When should AI companies be liable for discrimination and bias?

Copy link to this section
  • Discrimination based on protected categories is an ongoing problem that’s mostly highlighted by AI rather than caused by AI. It’s important that we continue to work on addressing the root causes of discrimination and repairing the damage it causes. However, for the most part, AIs that make biased decisions are doing so because they were trained on data that reflects the biases of average Americans.
  • Some AI-based discrimination reflects poor design choices on the part of engineers. For example, default camera settings tend to be suboptimal for photographing darker skin tones. This can lead to racial bias in AI-powered facial recognition technology.
    • Companies should be legally required to seek out and address these types of problems.
    • The NIST AI Risk Management Framework (“AI RMF”) offers tools and resources for companies that voluntarily choose to pursue this kind of internal investigation.
  • Algorithms are often evaluated for bias based on the “four-fifths rule,” meaning that if an algorithm is selecting only four-fifths as many people from a protected group, then it is biased. This is a crude rule of thumb; as algorithms become increasingly important in daily life, we should look for ways to make more precise assessments. For example, we can ask whether the difference in selection rates is statistically significant using a chi-squared test, and then if there is a statistically significant difference, we can ask whether there is a legitimate reason for this difference that is not due to discrimination and that adequately explains the difference.
  • Companies who develop AI have the same legal obligations to avoid discrimination as any landlord under the Fair Housing Act, any employer under the Civil Rights Act of 1964, and so on. These laws can adequately protect against most types of discrimination from AI as long as we apply them thoughtfully.
  • AI can sometimes hide or ‘launder’ an unlawful or immoral bias by making a decision appear to be objective.
    • For example, an AI-generated “sentencing guideline” that’s calculated based on isolated facts about a criminal defendant may seem more impartial than a sentence ordered by a particular judge to that defendant’s face after seeing and talking with the defendant.
    • It is important to educate people to assess the actual bias present in both human and AI-assisted decision-making systems, so that people do not just assume that a decision generated by a computer must be impartial. This could involve mandatory training for the end users of AI recommendation engines, such as judges and parole officers.
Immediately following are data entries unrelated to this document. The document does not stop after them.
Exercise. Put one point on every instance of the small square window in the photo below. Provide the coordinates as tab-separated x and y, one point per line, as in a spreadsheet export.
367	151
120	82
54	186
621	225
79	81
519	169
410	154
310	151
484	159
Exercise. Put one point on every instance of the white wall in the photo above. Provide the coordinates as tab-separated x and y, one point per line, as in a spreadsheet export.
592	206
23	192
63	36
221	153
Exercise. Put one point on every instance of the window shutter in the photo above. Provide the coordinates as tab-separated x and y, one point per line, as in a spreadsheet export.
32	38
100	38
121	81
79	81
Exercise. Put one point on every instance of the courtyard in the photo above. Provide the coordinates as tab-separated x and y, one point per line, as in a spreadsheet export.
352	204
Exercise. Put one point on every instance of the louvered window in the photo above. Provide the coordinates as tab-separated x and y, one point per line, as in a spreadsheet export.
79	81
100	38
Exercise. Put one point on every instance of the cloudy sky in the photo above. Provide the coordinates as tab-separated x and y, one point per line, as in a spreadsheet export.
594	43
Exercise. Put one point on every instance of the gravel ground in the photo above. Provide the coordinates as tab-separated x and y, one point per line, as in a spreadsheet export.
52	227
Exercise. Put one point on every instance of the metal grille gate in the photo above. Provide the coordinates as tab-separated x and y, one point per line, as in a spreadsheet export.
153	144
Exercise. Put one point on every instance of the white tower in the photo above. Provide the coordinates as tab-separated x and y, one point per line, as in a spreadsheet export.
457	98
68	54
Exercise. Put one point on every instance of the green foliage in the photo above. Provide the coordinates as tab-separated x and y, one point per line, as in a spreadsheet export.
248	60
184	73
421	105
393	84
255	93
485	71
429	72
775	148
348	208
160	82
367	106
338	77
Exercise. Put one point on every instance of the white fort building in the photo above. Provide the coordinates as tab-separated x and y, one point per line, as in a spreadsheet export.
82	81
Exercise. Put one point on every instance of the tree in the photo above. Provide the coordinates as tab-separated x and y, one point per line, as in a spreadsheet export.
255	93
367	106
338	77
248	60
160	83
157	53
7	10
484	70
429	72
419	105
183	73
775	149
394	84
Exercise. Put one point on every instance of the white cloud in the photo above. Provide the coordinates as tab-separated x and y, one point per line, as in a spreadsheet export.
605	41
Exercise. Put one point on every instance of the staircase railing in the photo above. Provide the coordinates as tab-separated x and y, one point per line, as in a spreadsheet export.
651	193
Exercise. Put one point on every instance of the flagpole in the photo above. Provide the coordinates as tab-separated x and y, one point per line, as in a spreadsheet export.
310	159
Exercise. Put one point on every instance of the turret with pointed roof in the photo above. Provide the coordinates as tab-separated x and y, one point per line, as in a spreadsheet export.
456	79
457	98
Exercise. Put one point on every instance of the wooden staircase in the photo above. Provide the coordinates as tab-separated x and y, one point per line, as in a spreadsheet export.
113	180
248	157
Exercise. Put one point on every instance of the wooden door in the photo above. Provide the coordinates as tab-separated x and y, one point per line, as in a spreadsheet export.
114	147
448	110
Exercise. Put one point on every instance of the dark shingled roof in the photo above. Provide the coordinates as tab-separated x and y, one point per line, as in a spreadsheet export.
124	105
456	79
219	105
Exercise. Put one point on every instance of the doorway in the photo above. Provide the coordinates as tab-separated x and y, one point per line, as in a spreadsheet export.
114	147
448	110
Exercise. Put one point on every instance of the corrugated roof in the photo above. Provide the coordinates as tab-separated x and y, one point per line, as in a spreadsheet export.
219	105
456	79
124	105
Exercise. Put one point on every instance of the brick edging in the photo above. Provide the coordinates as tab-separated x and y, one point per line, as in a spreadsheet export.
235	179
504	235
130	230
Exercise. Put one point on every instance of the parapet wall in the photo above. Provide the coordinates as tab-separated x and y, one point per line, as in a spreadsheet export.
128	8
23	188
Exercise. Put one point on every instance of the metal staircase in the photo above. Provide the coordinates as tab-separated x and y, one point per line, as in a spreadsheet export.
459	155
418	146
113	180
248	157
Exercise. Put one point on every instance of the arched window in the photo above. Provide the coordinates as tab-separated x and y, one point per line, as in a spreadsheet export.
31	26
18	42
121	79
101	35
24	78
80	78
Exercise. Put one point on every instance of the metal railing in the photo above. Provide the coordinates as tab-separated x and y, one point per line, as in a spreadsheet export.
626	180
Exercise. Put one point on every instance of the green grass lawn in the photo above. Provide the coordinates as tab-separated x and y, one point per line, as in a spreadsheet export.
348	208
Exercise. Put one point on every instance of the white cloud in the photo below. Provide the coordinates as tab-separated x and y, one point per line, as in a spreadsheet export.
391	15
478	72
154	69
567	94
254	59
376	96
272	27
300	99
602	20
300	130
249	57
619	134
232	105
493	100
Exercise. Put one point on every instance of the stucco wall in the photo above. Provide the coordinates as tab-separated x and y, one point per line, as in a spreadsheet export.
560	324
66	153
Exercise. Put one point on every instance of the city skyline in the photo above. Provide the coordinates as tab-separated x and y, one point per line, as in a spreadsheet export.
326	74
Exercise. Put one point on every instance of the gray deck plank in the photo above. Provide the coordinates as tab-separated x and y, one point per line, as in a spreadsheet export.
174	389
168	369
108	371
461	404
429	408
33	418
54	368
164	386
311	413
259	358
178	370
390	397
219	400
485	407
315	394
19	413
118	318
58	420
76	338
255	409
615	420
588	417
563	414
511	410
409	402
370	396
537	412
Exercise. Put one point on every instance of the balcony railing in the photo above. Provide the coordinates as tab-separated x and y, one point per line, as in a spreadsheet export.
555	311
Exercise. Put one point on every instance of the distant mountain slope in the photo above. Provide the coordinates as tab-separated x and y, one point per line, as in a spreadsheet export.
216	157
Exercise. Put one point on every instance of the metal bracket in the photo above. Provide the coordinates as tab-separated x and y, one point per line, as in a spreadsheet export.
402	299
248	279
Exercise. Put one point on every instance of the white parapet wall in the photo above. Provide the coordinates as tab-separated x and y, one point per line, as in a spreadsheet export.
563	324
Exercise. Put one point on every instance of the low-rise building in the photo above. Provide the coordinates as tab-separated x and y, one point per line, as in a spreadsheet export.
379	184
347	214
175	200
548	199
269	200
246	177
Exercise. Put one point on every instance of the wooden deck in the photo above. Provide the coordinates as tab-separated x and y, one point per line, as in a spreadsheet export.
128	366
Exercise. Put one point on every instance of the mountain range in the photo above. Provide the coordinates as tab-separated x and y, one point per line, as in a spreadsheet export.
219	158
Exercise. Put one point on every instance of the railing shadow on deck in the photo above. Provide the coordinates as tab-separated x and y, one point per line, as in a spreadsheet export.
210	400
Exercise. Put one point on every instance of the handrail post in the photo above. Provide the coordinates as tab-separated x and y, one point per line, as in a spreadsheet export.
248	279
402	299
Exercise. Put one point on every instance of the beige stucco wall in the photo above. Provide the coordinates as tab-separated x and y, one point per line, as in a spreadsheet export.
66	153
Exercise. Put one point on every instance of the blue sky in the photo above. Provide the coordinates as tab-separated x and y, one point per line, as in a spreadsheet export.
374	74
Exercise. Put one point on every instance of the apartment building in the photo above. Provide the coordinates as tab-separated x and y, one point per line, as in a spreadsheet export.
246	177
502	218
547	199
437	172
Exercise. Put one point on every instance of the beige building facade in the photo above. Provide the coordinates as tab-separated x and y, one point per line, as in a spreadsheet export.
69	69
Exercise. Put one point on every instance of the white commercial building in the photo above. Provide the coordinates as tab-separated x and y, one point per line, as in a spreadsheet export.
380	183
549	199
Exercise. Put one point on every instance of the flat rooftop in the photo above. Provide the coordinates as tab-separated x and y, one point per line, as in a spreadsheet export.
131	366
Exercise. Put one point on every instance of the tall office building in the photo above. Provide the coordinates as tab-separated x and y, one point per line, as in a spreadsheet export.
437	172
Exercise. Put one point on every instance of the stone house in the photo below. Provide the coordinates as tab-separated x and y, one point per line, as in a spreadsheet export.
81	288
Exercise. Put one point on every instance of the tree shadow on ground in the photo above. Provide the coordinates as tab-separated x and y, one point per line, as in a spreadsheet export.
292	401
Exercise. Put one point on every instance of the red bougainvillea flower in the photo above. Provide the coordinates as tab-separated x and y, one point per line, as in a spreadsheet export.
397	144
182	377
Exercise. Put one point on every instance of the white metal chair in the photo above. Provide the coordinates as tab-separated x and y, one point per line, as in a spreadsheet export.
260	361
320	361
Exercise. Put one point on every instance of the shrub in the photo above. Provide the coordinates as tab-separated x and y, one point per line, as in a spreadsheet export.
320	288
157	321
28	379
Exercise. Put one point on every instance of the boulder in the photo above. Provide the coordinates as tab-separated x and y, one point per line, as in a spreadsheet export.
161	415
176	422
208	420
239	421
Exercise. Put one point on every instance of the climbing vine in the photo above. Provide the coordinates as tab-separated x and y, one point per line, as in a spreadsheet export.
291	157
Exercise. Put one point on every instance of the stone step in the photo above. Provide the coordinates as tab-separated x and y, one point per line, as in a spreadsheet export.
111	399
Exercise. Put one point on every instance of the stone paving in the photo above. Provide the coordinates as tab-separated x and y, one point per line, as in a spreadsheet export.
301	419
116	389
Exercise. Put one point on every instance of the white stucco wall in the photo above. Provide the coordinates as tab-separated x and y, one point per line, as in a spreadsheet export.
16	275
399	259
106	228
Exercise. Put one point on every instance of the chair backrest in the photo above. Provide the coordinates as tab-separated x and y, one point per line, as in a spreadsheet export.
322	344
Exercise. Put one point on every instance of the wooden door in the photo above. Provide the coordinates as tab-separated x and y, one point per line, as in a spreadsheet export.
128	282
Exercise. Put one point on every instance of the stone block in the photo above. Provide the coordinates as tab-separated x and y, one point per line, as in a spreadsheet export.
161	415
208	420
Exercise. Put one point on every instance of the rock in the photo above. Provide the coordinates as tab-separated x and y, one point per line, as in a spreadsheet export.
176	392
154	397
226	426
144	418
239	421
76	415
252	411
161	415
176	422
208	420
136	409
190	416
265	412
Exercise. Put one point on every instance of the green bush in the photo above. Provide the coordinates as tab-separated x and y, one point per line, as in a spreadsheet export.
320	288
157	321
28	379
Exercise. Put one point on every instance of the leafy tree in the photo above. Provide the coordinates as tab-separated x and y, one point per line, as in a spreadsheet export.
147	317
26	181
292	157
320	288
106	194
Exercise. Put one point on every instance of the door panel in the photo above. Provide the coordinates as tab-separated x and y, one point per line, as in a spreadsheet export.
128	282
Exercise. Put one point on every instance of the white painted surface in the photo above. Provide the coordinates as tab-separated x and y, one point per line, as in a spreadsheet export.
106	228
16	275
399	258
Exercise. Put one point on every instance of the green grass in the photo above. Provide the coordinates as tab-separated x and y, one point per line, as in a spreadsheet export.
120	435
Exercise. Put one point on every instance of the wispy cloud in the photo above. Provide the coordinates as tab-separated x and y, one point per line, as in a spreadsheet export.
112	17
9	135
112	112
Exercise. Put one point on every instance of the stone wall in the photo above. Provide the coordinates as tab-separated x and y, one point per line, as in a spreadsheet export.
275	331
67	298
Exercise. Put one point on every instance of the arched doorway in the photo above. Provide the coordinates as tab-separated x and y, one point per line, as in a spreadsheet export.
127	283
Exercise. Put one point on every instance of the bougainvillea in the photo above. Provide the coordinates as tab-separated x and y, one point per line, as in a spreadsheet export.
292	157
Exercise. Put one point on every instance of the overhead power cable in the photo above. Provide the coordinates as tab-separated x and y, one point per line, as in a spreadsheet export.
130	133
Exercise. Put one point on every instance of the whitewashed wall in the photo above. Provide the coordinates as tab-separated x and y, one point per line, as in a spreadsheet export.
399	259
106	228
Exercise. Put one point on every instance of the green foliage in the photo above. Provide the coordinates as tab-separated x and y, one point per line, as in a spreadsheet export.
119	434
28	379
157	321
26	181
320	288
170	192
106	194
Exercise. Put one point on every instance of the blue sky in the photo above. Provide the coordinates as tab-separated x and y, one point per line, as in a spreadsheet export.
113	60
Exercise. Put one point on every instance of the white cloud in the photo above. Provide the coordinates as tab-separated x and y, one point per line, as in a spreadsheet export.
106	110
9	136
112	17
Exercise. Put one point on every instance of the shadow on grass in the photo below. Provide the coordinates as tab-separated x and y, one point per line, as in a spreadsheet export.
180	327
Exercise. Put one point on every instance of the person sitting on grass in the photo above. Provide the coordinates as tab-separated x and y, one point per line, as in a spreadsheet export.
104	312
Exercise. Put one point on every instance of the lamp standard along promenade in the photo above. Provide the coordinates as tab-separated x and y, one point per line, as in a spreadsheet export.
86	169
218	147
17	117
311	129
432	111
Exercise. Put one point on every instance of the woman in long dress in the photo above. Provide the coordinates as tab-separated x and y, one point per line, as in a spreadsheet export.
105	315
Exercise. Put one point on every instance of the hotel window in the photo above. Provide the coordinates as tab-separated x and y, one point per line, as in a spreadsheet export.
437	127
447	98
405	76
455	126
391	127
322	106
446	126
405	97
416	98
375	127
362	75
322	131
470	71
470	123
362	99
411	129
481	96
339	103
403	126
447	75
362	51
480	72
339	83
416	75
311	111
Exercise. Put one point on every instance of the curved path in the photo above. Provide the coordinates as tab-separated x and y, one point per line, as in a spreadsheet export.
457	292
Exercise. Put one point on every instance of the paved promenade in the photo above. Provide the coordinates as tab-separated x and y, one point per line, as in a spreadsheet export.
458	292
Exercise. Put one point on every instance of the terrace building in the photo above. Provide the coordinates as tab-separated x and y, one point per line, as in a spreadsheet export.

What about catastrophic risks?

Copy link to this section
  • AI is becoming increasingly powerful. Very soon, it could gain capabilities that could cause destruction on a mass scale, such as designing new bioweapons, automatically seizing control of millions of computers, or manufacturing its own drones and missiles.
  • In the past, most software was only dangerous to people who voluntarily chose to use it. Even a computer virus typically cannot affect people who do not install malware or click on a suspicious link.
    • As a result, we have almost no laws that regulate dangerous software.
    • It would be very difficult to hold people properly accountable for creating or distributing dangerous AI.
  • The Center for AI Policy’s bill would help reduce these catastrophic risks by enabling the government to monitor concentrations of the special chips needed to power advanced AI, require safety precautions for advanced AI developers, and intervene in an emergency.